When you watch interviews with candidates, celebrities or others are there questions you’d wish the reporter or on-air host would ask or do they pretty much cover what you want to know? Is forgiveness what it’s about with candidates reemerging after a fall or is it more about belief in the potential for adults to change?

Service of Asking the Right Questions

Monday, June 24th, 2013

I’d like to share a few questions to ask in a range of circumstances that might save you from costly mistakes in time and money. Asking the right questions will serve you far better in evaluating a vendor and ensuring a positive outcome than depending on websites that direct readers to the best ones.

Agency

When hiring a marketing, PR or advertising agency, ask to speak with four or five former clients. There are countless legitimate reasons a company changes vendors. The test of the character and smarts of the principals can often be found with those with whom they are no longer associated professionally.

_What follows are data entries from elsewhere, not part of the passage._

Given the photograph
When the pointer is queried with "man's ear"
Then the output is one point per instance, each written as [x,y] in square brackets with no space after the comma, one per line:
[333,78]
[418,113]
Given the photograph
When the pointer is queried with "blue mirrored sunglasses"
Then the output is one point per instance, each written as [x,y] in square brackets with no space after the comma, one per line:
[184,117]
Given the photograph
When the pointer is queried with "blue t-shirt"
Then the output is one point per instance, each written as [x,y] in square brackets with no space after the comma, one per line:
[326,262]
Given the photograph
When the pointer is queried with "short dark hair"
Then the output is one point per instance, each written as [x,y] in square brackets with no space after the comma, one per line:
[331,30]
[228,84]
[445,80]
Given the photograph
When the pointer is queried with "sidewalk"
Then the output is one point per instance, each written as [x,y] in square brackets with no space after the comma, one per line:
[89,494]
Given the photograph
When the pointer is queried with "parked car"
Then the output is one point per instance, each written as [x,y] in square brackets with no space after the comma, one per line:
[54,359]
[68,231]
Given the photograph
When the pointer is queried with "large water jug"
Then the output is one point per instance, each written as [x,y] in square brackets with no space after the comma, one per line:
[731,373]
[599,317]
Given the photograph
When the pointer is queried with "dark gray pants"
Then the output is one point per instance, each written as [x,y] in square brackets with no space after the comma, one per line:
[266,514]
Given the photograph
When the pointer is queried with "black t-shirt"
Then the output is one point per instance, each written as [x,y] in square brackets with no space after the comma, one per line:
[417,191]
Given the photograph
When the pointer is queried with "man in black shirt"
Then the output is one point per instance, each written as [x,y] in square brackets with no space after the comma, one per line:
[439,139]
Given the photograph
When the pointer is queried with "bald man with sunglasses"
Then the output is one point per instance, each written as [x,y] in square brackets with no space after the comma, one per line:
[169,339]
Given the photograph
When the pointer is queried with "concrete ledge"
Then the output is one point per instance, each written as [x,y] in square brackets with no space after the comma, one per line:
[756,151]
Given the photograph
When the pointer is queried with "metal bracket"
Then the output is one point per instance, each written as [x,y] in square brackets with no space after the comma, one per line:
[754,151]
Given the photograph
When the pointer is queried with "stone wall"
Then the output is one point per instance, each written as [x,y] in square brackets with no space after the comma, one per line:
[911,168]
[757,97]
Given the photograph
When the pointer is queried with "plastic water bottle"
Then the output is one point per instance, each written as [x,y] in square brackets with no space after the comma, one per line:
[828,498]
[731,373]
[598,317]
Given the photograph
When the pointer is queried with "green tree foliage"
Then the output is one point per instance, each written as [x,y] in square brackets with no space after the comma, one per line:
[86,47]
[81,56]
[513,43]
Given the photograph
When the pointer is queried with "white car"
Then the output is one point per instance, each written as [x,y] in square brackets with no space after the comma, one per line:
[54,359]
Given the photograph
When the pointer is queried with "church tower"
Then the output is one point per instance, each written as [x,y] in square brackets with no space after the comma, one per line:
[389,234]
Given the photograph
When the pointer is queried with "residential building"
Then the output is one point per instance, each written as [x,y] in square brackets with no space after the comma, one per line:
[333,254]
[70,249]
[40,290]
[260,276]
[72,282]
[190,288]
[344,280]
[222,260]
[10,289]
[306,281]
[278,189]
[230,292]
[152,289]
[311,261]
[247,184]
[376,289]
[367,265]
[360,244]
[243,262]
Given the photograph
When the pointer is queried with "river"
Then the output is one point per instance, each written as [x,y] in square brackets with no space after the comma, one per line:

You’ll learn if the counsel was sound and the work top quality; if the account people fit the company’s culture and how responsive they were as marketing needs changed. The fact that an agency is still in touch with its former clients—or isn’t–also says a lot.

Contractor 

Hiring a contractor? Ask for contact information for his/her last three to five jobs. You’ll likely have a more accurate picture of the good and the bad when you call these people for recommendations than if you let the contractor make the picks. My first encounter with a contractor was disappointing and shocking because we thought we’d done our due diligence. We’d spoken with the homeowners and visited nine jobs: Three for each contender. But all the choices of jobs were the contractors’.

Hotel

Booking a hotel with a lineup of ballrooms? Ask who is scheduled for the adjacent rooms and what their entertainment plans and schedules are. This became obvious one night when nobody could hear the speakers in our room because the relentlessly earsplitting band next door wouldn’t take a break even though hotel staff and event producers pleaded with this uncooperative neighbor-for-the-night.

The cocktail hour at another event took place in the generously proportioned hallway in front of the ballroom. The hotel had proposed this concept to all its clients. Trouble was the women at the event on the way to ours were dressed as southern belles, with huge hoop skirts that took up all the floor space. We had a difficult and uncomfortable time reaching our destination. The hotel should have put the belles at the end of the hallway, not near the elevator. Nobody asked.

Buying or Renting a House

Ask about weather anomalies. In North Dakota I lived on an Air Force base in the last house in a line of two family homes. Wind on our–and on all corners–was so fierce that far more snow piled up in our driveway than in anyone else’s.

I wonder how many of these questions are universal and if they would apply in any culture. Did any of them surprise you? Hope you’ll share your tips for questions to ask in these or other instances.